武田俊

2018.8.6

空中日記 #018|祝祭と日常

7月20日(金)

渋谷で打ち上げして、そのあと有志で路上で飲み、そこまではよかった。とにかく愉快だった。そのあと最後のいっぱいが余計だった。あまりに楽しくなってしまったぼくは、あいださん、じゅんやさん、とんかつさんを、下北沢のお母さんのところに引っ張っていってしまった。すでにホッピーセットを4ターン、そのあとハイボールやらなんやらをいくつか飲んでいた。その状態でこの酒の濃い店に行ったら……。

なんてことはまったく思わず、思っている今、天井を見ている。それで1日が終わった。1日天井を見ていたわけではないのに、それしか残っていないという日は、たまにある。

と思ったが出かけていた。出かけざるを得なかった。苦手なスーツを明日着なければならず、夏用のシャツがないので何か適当なものを調達しなければ。それで新宿に行って、とりあえずいつものように紀伊國屋書店に行った。ほしい本がいくつかあったはずだが、自分の理想とする文章で記された物を摂取したい心持ちがした。疲れているときにレバーや精のつくものを食べたいと思うように。それで選ばれたのは片岡義男『去年の夏、ぼくが学んだこと』だった。しかし、身の回りに比較的近年の(ぼくはそれがとても素晴らしいと思っている)彼の作品を支持する友人が少ないのだろうか。読んでいないのだろうか。

ドレスシャツのサイズなんて忘れてしまった。
うーむとしていると、お化粧が濃い目で攻撃力高めの女性店員さんが声をかけてくれ採寸してくれた。優しく気がまわり声の大きな人。店員さんとして好きなタイプ。あと15年経ったら、めちゃくちゃ気のいいおばちゃんになりそうな人。そのわりにはちょっと美人すぎる、そんな人。

7月21日(土)

ぼくたちのキャリアのはじめは、学生時代につくっていた『界遊』というインディペンデントの雑誌で、その制作メンバーの結婚式だからぼくは早起きをした。色んなところでぺらぺら、その打ち上げでもぺらぺらとしゃべってきた人生だから、披露宴から出席するような時は大抵何かしらの役が回ってくるのが常で、今日は乾杯のあいさつをやることになっていた。

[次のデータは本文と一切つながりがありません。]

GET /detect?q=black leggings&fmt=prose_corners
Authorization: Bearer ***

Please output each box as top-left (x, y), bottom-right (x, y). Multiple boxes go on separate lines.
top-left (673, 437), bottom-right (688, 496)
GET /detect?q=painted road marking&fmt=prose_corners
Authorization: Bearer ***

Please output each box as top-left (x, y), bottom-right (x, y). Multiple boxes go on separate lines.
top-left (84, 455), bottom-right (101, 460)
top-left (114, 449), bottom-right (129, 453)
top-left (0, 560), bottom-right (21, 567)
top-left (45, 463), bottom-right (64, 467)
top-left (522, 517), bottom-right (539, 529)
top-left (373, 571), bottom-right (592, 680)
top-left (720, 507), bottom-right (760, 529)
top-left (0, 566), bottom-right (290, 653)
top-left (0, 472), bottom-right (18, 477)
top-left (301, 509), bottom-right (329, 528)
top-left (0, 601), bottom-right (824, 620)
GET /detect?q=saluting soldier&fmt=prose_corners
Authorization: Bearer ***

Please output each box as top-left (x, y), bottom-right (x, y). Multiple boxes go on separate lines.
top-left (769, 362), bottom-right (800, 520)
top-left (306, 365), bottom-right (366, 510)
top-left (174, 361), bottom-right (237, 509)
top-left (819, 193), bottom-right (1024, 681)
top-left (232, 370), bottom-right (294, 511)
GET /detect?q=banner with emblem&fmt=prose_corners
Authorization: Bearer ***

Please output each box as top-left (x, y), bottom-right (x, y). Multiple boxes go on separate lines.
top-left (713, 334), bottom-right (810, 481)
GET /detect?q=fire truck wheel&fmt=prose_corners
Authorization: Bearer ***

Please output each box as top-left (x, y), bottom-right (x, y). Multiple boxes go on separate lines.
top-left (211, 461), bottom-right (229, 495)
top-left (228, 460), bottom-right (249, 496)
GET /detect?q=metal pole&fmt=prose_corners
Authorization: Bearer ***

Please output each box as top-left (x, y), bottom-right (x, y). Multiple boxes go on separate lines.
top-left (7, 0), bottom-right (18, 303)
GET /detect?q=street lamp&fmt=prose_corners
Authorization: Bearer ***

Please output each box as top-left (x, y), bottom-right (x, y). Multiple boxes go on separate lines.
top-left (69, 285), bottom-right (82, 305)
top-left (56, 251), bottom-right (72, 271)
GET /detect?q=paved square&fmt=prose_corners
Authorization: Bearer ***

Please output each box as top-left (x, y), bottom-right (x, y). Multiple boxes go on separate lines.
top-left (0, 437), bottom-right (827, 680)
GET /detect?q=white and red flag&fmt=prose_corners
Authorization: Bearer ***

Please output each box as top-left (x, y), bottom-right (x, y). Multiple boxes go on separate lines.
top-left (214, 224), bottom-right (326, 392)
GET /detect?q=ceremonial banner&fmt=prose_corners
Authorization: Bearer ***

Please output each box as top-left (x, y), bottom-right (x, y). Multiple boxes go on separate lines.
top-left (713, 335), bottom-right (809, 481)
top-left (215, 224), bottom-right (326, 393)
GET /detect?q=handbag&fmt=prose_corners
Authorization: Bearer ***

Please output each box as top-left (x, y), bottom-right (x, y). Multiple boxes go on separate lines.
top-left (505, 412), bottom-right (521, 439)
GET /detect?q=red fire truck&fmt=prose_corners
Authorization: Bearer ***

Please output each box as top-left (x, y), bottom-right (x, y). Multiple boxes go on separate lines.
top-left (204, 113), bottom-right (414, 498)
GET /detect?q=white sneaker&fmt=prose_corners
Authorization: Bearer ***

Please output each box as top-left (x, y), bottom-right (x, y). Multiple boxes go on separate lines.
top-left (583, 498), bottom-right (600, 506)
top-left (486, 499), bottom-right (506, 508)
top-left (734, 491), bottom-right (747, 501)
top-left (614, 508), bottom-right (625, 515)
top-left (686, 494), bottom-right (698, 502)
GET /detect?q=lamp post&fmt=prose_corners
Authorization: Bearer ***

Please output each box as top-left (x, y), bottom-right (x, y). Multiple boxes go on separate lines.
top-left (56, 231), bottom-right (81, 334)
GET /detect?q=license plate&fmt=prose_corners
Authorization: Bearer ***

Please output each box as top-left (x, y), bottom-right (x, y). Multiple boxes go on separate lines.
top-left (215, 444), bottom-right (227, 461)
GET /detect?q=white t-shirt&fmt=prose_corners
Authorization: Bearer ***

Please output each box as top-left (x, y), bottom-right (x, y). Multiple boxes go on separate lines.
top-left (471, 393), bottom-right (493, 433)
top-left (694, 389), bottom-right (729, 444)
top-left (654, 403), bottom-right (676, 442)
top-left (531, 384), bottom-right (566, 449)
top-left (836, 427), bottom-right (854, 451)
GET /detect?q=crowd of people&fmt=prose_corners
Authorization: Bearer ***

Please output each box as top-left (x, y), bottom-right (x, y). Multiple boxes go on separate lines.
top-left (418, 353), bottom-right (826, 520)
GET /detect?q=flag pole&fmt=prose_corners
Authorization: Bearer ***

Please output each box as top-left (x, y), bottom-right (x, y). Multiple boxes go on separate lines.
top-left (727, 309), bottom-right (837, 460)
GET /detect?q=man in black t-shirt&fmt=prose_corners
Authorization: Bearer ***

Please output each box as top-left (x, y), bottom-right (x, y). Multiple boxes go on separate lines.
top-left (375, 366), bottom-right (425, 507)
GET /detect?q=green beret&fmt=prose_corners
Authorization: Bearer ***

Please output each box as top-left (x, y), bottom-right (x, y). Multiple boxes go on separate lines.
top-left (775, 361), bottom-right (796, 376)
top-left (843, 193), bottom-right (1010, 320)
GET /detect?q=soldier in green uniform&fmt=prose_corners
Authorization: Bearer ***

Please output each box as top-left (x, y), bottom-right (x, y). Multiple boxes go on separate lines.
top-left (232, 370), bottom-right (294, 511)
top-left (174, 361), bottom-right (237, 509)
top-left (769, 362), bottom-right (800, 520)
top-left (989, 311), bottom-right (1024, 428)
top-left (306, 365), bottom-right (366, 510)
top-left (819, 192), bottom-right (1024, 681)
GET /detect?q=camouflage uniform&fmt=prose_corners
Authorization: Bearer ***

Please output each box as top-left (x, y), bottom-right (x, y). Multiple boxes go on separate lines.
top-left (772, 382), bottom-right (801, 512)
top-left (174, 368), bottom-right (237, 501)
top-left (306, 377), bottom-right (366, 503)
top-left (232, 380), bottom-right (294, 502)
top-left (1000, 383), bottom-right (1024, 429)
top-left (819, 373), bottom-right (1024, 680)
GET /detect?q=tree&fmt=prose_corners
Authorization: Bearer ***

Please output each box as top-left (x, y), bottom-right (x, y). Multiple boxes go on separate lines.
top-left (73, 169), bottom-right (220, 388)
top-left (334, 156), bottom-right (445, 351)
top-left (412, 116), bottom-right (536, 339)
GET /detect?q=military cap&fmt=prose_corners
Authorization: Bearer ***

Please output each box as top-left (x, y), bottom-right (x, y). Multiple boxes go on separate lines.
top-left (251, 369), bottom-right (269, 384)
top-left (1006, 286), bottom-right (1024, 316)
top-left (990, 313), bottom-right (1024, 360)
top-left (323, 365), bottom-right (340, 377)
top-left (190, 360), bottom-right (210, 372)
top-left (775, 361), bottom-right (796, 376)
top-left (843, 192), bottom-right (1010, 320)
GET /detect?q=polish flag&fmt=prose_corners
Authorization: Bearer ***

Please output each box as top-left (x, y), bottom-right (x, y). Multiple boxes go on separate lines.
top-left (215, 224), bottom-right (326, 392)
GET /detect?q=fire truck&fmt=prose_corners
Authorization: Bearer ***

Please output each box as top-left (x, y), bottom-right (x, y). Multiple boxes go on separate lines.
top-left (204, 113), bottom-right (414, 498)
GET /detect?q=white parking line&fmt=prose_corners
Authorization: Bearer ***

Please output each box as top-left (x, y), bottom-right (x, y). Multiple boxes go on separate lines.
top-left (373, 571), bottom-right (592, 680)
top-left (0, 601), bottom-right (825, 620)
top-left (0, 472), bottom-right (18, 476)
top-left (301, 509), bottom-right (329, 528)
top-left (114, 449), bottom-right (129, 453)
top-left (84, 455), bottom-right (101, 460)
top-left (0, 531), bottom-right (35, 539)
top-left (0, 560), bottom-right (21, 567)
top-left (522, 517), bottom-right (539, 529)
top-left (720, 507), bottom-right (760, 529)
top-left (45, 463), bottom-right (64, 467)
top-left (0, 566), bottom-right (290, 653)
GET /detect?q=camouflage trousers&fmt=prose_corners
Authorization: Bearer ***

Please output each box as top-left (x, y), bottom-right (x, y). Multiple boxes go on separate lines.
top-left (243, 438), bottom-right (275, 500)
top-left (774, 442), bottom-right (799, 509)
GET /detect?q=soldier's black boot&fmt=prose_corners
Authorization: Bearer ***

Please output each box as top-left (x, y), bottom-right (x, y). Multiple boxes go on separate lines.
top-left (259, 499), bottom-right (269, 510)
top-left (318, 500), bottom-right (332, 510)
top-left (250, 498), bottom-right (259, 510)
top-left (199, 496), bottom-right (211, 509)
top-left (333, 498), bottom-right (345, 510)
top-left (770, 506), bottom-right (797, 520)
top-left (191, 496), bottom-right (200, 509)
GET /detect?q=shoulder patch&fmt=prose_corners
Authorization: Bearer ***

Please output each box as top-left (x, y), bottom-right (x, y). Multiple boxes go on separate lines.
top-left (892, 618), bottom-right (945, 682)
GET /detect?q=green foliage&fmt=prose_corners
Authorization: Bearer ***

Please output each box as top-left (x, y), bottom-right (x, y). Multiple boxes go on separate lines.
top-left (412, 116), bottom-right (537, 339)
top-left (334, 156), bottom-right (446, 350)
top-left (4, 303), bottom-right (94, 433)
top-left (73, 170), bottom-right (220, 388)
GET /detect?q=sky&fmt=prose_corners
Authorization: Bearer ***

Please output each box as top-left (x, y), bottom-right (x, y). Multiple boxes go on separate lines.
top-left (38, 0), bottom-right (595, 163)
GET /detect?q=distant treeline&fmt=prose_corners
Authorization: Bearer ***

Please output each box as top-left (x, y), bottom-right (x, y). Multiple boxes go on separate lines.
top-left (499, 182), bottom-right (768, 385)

会場は母校そばの神楽坂のホテルで、そこに到達するには、あの竹子を通り過ぎるルートが1番近いようだった。その事実に小躍りさせられた。生ビールともつ煮込みがどちらも180円で、そのどちらかばかりをえんえんと頼んでいたあの竹子が、帰ってきたぜ!となった。

その前日納会だったという新見がやってきたのは、定刻を少し回ってからだった。ヘロヘロの状態でなんとかタクシーでたどり着いたかれは、「わりい、ネクタイ結んでくれない?できないんだ」といった。でもネクタイなんてどこにもなかった。あれあれ、そんなはず、と言っているあいだに式を開始する旨が会場に伝えられた。

よい式だった。
というか、結婚式というのはおしなべてよいもので、ぼくはその両家の関係者と友人が一同にその新郎と新婦の出会いから今までを祝福し、そしてこれから先の未来について祈るという場全体が好きだった。タクシーに忘れたネクタイを運転手さんが届けてくれたから、なんとか胸元をしゃんとさせることのできた新見に
「ぼく結婚式すきなんだ」とはなすと
「おれも。スライドがすき」とこたえた。
あらゆる式典の類が苦手だと思っていたから、意外だった。

ふたりの弟がちょっとした出しものをして、新郎と肩を組んだ時、強烈に男兄弟ってすばらしい、という気持ちになった。昔のメンバーたちとも話せて、二次会でも楽しく過ごした。そのあと、新見ときのことカラオケにでもいこうぜ、となり、その手前でぼるがに行った。腹はもうぱんぱんだった。

そこでぼくは、自分がずっと彼らに対して引け目に感じていたことをたしか伝えた。体調を壊してやめてしまったり、リーダーシップを取り切れなかった後悔は、まだ胸の奥にしっかりと残っていた。ほんとうに色々なことがあった。ある種の人々はある時代、その後法人化して活動していったぼくらのことを過度に評価してくれていた気がする。それはありがたい。ただ別にぼくらはスマートではなかった。ほんとうに色々なことがあって、それで楽しかったり傷ついたりするわけで、ただそれでも傷が回復した部分の皮膚はいくぶんか厚くなるから、そうやって繰り返してぼくらは強くなっていったのだった。

7月22日(日)

反動でずっと死んでいた。まったく家からでないことが、こういう風にたまにあってそれがまたリズムをおかしくさせるけど、それが何かを生むのか。これも終わらない青春のツケなのか。